I am grateful to Tal Siloni for comments and discussion on the topic of this squib.
1 Unlike what happens in split control, the additional controller in PC need not be a matrix argument or even linguistically present. Split control by two singular arguments triggers syntactic plurality in the complement (e.g., John proposed to Mary to become partners), but PC does not (see Landau 2000: 53–55, 2013:172–174). All the control predicates used in this squib are monotransitive; hence, none of them can be analyzed as cases of split control.
2 Comitative phrases, in fact, split into two types: the argumental one combines with inherently reciprocal verbs (like meet), and the adjunct one combines with any verb (like work). The two types differ in a number of additional respects (see Siloni 2008, 2012). However, since the null comitative analysis has been proposed for PC with both types of verbs, I henceforth disregard this distinction.
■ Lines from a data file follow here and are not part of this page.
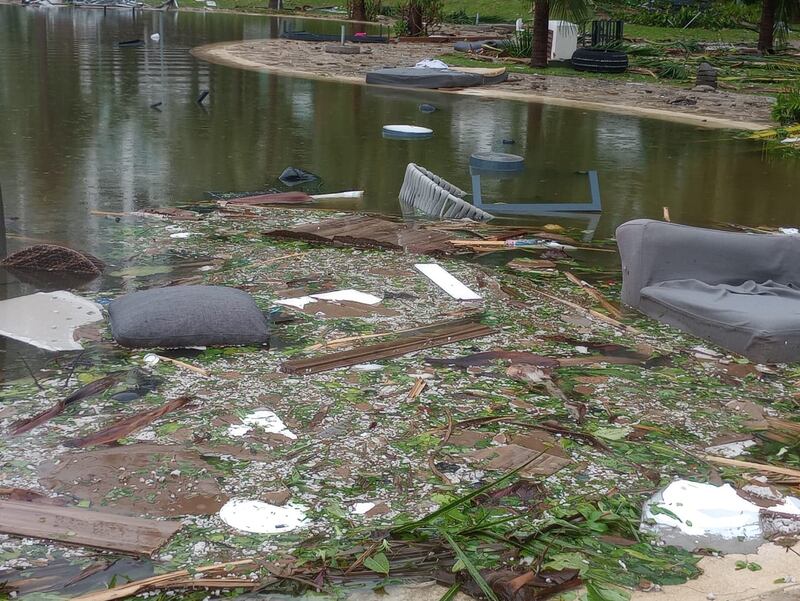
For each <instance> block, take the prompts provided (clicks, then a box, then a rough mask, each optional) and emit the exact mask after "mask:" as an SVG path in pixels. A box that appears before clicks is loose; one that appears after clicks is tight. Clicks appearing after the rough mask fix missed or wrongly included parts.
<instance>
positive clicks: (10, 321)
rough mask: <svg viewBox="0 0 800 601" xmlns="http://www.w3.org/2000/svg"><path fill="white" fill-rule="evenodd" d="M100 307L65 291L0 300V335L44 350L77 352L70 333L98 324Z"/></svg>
mask: <svg viewBox="0 0 800 601" xmlns="http://www.w3.org/2000/svg"><path fill="white" fill-rule="evenodd" d="M102 319H103V313H102V310H101V309H100V306H99V305H97V304H95V303H93V302H91V301H88V300H86V299H84V298H81V297H80V296H76V295H74V294H72V293H71V292H67V291H65V290H58V291H56V292H37V293H36V294H29V295H27V296H18V297H16V298H12V299H9V300H4V301H0V335H2V336H7V337H8V338H13V339H14V340H19V341H20V342H25V343H27V344H31V345H33V346H35V347H38V348H41V349H44V350H47V351H76V350H77V351H79V350H82V349H83V346H81V344H80V343H79V342H77V341H76V340H75V339H74V336H73V333H74V332H75V330H76V329H77V328H79V327H80V326H84V325H87V324H90V323H95V322H98V321H102Z"/></svg>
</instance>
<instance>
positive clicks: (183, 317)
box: [108, 286, 269, 348]
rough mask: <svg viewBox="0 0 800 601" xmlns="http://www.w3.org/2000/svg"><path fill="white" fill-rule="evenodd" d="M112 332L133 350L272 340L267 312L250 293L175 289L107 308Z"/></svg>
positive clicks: (185, 286) (165, 289)
mask: <svg viewBox="0 0 800 601" xmlns="http://www.w3.org/2000/svg"><path fill="white" fill-rule="evenodd" d="M108 313H109V315H110V316H111V333H112V335H113V336H114V340H116V341H117V343H118V344H121V345H122V346H127V347H132V348H149V347H166V348H177V347H189V346H232V345H247V344H263V343H265V342H267V341H268V340H269V326H268V324H267V319H266V317H264V314H263V313H262V312H261V310H260V309H259V308H258V307H257V306H256V304H255V302H254V301H253V299H252V298H251V297H250V295H249V294H247V293H246V292H242V291H241V290H237V289H236V288H226V287H224V286H170V287H167V288H155V289H152V290H142V291H139V292H133V293H131V294H126V295H125V296H122V297H120V298H118V299H116V300H115V301H113V302H112V303H111V304H110V305H109V306H108Z"/></svg>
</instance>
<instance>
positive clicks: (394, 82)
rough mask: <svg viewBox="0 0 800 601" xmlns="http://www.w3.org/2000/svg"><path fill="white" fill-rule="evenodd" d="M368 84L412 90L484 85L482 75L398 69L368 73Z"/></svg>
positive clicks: (420, 68)
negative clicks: (399, 86)
mask: <svg viewBox="0 0 800 601" xmlns="http://www.w3.org/2000/svg"><path fill="white" fill-rule="evenodd" d="M367 83H369V84H375V85H384V86H404V87H410V88H467V87H471V86H479V85H481V84H483V83H484V78H483V76H482V75H478V74H477V73H464V72H462V71H451V70H449V69H427V68H422V67H398V68H389V69H376V70H375V71H369V72H368V73H367Z"/></svg>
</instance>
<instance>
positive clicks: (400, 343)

3 It is well-known that depending on lexical choices and dialects, collective nouns in English may, in fact, display syntactic plurality (see Levin 2001, Corbett 2006:211–213). The use of singular verbal inflection in (9b,d) is supposed to rule out this possibility. In general, to the extent that PC PRO is not syntactically plural in a given dialect, it is not expected to license the NP-dependent reading of separately in that dialect. Interesting implications arise for languages like Portuguese, where PC induces syntactic plurality in inflected infinitives (see Modesto 2010, Landau 2016, Sheehan to appear); I leave them for future work.
4 An anonymous reviewer remarks that in (10), a distributive reading is available to some speakers. The reason is plausibly related to the variation mentioned in footnote 3. If some speakers (e.g., of British English) generate PC PRO as a syntactically plural noun, a distributive reading will be licensed, just as it is licensed for these speakers with standard collective nouns, in the absence of singular inflection: for example, Her family (have) met separately.
6 The French data were tested with 5 native speakers; their judgments were completely uniform.
7 Of course, one might suggest that null comitative phrases are different from overt ones precisely in the empirical aspects investigated here. I take it that such a move would rob the analysis of its explanatory appeal.